A peaceful day on the National Mall

At the Un-National Monument Along the Canadian Border

by William Stafford

This is the field where the battle did not happen,
where the unknown soldier did not die.
This is the field where grass joined hands,
where no monument stands,
and the only heroic thing is the sky.

Birds fly here without any sound,
unfolding their wings across the open.
No people killed-or were killed-on this ground
hallowed by neglect and an air so tame
that people celebrate it by forgetting its name.

The matching of poem to location lacks subtlety, I know:  an anti-war poem within strolling distance of the new WWII monument, the more modest D.C. War memorial, the spooky Korean War Veterans memorial and of course the Vietnam Veterans Memorial.  But I couldn’t resist.  Down the hill from the Washington Monument heading towards the Lincoln Memorial was a stumpy mini-obelisk perfect to quickly affix a poem, take a picture and not draw attention.  My initial thought was to mark a spot for poet William Stafford to commemorate the opposite of all these monuments to war.

Stafford was a conscientious objector in WWII, a registered pacifist.  (Which strikes me as funny—what forms do you fill out to register a character trait?  Other than registered sex offenders, are there other types officially labeled and licensed?  How about a registered nut factory?  Or–I’m sorry I can’t volunteer at school today because I’m a registered crankpot.)

While I do really like this poem and honor its peace-loving intentions, I have two thoughts that I didn’t have before I put the poem where I did.
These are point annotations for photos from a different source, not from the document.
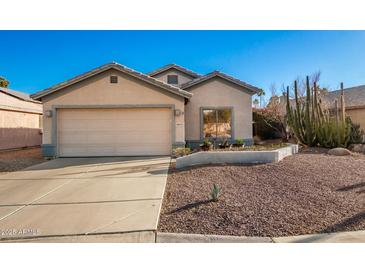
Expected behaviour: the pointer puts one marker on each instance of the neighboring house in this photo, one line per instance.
(116, 111)
(20, 120)
(354, 103)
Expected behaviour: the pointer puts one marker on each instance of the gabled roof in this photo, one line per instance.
(223, 76)
(20, 95)
(119, 67)
(354, 97)
(174, 66)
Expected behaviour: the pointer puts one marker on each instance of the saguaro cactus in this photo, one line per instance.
(303, 120)
(312, 125)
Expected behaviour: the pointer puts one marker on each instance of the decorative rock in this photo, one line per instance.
(359, 148)
(339, 151)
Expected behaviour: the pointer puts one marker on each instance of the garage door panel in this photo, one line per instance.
(114, 132)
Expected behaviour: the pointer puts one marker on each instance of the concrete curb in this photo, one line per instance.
(162, 237)
(337, 237)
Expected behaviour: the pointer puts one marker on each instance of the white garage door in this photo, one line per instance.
(114, 132)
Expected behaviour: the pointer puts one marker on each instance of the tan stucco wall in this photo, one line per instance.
(182, 77)
(98, 91)
(219, 93)
(357, 116)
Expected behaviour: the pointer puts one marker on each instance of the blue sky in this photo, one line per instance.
(34, 60)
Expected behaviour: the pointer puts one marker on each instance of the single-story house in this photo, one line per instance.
(20, 120)
(354, 103)
(116, 111)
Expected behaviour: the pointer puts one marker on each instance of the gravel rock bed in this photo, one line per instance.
(310, 192)
(19, 159)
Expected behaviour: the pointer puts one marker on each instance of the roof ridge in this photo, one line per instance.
(105, 67)
(176, 66)
(223, 75)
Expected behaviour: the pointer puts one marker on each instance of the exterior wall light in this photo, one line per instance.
(48, 113)
(178, 112)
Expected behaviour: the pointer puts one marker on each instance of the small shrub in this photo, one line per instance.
(215, 193)
(206, 145)
(240, 142)
(181, 151)
(225, 144)
(257, 140)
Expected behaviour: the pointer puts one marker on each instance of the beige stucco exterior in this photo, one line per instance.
(20, 123)
(98, 92)
(217, 92)
(182, 77)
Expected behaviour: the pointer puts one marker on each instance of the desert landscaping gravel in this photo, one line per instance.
(19, 159)
(309, 192)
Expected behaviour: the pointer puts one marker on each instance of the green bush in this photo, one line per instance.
(240, 142)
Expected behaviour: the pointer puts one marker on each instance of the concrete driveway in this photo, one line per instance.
(113, 199)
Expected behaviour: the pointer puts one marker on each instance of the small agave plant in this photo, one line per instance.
(215, 193)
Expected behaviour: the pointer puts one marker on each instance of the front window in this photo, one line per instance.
(217, 123)
(172, 79)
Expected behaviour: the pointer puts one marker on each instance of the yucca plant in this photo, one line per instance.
(215, 193)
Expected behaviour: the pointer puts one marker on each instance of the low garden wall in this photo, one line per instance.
(236, 157)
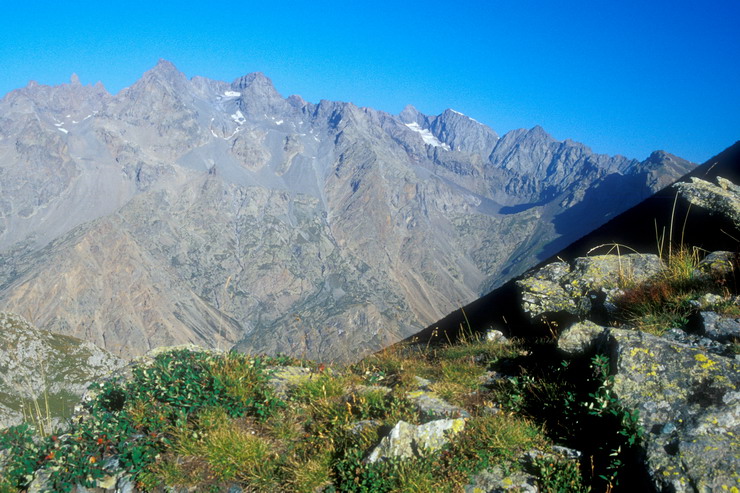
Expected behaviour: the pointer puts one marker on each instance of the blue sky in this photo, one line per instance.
(623, 77)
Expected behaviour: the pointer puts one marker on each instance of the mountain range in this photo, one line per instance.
(222, 214)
How do I know, how did Stafford know, that in the whole history of life–human, animal and insect–no one actually did kill on this spot? Yeats seems more correct that “under every dancer/a dead man in his grave.”  Obviously there’s a difference between being dead and being killed.   But the food chain alone guarantees killing.

My second thought is that this pacifist poem looks out on monuments to two wars which were truly necessary to end an evil.   Without WWII, Hitler would have carried out his Final Solution; and without the Civil War, slavery might have continued a few more decades.  (I’m not a historian but I play one on TV.)

At the Lincoln Memorial, which I visited after posting this poem, I was particularly moved by the words of the Gettysburg address, imprinted on the wall to Lincoln’s right:  “We are met on a great battle-field of that war. We have come to dedicate a portion of that field, as a final resting place for those who here gave their lives that that nation might live. It is altogether fitting and proper that we do this.  But, in a larger sense, we can not dedicate — we can not consecrate — we can not hallow — this ground. The brave men, living and dead, who struggled here, have consecrated it, far above our poor power to add or detract.”

Many times I’ve read those words before but they meant something to me for the first time the day I posted William Stafford’s poem nearby. And that’s the value of keeping opposing positions in shoulder-rubbing distance.